= New Directions for Young Adults, Inc. v. Davis =

New Directions for Young Adults, Inc. v. Davis is a 2014 decision of a Florida state circuit court holding that using sock puppet accounts online is tortious interference with business relations, and awarding injunctive relief against it during the pendency of litigation.

==Background==

New Directions for Young Adults, Inc. (NDYA) operates in Florida and California to provide psychotherapy, social skills training, vocational training, academic counseling, and training in financial management and life management skills for young adults with developmental or psychological disorders or disabilities, "who have failed to thrive.". Allegedly, Brian and Kathy Davis published derogatory statements on the Internet concerning NDYA's business and reputation, using various different false names. NDYA sued in Florida state court for defamation and tortious interference by creating a group of negative reviews of NDYA under several false identities. Kathy Davis had admitted in pretrial discovery that she used four separate names in her Internet posts—"Cheyanna, Kayla, Kathy D., and William P." One of her posts, written under the name Kathy D., said, "I agree totally with William P’s review" of NDYA.

==Circuit court ruling==
The circuit court (trial court of general jurisdiction) found that the Davises "created a false impression of a group of negative reviewers about the Plaintiffs when in fact, there is no such group of negative reviewers: only the Defendants." Moreover, the court found that "the act of falsifying multiple identities" is conduct that should be enjoined.

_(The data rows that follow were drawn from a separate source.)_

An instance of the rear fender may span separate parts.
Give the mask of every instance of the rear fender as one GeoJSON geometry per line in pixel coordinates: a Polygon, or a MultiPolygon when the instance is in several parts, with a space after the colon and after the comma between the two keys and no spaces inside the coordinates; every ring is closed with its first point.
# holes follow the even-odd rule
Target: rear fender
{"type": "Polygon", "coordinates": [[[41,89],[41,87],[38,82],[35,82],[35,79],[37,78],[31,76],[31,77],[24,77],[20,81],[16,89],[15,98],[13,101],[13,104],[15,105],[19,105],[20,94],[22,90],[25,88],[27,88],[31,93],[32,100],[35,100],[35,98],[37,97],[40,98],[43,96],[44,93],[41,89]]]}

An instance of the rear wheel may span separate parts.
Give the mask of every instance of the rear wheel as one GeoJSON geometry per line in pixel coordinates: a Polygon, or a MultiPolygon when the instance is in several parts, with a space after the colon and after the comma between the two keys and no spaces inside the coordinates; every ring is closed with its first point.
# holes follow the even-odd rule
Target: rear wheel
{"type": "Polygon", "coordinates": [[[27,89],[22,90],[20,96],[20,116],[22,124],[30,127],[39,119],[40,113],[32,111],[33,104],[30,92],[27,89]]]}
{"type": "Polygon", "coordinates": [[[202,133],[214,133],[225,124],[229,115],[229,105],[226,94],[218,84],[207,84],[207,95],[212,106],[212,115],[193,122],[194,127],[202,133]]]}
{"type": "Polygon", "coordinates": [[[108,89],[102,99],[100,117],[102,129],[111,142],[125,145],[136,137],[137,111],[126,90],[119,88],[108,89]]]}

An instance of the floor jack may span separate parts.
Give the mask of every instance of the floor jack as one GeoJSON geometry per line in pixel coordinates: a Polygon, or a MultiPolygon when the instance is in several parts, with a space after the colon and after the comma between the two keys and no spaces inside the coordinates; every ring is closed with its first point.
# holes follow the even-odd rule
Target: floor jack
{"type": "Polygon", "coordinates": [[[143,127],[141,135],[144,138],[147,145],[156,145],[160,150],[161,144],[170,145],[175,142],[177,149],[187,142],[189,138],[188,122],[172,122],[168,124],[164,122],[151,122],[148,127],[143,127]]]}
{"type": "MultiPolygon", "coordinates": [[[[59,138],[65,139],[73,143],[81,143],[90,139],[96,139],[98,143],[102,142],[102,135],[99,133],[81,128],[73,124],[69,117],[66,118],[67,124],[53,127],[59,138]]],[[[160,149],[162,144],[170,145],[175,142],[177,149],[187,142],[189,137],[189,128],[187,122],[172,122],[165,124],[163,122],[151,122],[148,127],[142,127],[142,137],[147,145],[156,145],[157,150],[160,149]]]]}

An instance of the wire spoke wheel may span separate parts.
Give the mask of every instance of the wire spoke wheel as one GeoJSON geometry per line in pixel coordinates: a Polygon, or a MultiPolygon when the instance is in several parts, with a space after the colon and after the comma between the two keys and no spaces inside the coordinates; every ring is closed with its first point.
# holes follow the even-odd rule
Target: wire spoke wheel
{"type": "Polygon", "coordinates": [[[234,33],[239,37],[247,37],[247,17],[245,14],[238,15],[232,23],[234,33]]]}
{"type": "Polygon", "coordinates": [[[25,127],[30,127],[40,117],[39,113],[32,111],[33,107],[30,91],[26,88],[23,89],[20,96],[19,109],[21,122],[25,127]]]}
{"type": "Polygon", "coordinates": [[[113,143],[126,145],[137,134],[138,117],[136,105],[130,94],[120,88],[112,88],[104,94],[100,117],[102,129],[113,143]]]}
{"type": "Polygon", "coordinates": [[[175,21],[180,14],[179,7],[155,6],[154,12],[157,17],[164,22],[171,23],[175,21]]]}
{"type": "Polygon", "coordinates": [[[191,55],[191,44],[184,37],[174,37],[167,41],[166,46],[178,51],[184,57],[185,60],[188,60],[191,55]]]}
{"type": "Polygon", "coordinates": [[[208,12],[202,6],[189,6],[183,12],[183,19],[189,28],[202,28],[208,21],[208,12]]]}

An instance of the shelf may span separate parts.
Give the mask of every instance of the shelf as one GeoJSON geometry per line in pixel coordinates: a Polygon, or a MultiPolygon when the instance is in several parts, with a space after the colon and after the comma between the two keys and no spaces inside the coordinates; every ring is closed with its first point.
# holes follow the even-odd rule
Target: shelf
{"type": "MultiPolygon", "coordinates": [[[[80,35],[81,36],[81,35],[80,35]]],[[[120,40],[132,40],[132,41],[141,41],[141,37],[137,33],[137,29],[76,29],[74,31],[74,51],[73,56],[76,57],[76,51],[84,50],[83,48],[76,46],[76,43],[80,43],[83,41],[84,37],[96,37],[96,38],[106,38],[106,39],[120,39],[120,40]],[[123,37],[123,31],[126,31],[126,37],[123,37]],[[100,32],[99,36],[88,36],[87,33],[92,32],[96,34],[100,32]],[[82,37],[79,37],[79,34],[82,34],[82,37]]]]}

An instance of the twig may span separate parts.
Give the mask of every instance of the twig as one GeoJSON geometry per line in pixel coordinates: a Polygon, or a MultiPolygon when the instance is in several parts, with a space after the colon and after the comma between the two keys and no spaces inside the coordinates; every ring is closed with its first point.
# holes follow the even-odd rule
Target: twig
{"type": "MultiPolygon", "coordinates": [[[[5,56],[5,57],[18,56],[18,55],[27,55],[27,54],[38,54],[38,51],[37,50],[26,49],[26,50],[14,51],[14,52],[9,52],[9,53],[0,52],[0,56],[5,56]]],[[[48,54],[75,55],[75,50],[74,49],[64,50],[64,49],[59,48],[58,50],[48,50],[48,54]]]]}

It explained that the conduct was wrongful "not because the statements are false or true, but because the conduct of making up names of person who do not exist to post fake comments by fake people to support Defendants' position tortiously interferes with Plaintiffs' business" and such "conduct is inherently unfair." The court therefore ordered the defendants to "remove or cause to be removed all postings creating the false impression that more [than one] person are commenting on the program than actually exist." The court also found, however, that "the comments of Kathy Davis or Brian Davis which do not create a false impression of fake patients or fake employees or fake persons connected to program (those posted under their respective names) are protected by the Constitution of the United States of America, First Amendment."

==Commentary==
One commentator argued that the court was wrong to condemn sock puppetry, as such, by finding "that the act of falsifying multiple identities is the conduct to be enjoined". He insisted that the behavior properly to be proscribed is the tortious interference, not the means to the end. "In other words, the act of creating sock puppets in and of itself cannot be a tortious act and since it is not the tortious act the court can't proscribe it." The court misses the point; "it's not the account creation that caused the defamation, it is the use to which those accounts were put." Accordingly, "the court should not have enjoined the creation of false identities, it should have enjoined the use of those false identities to create a false impression" about NDYA.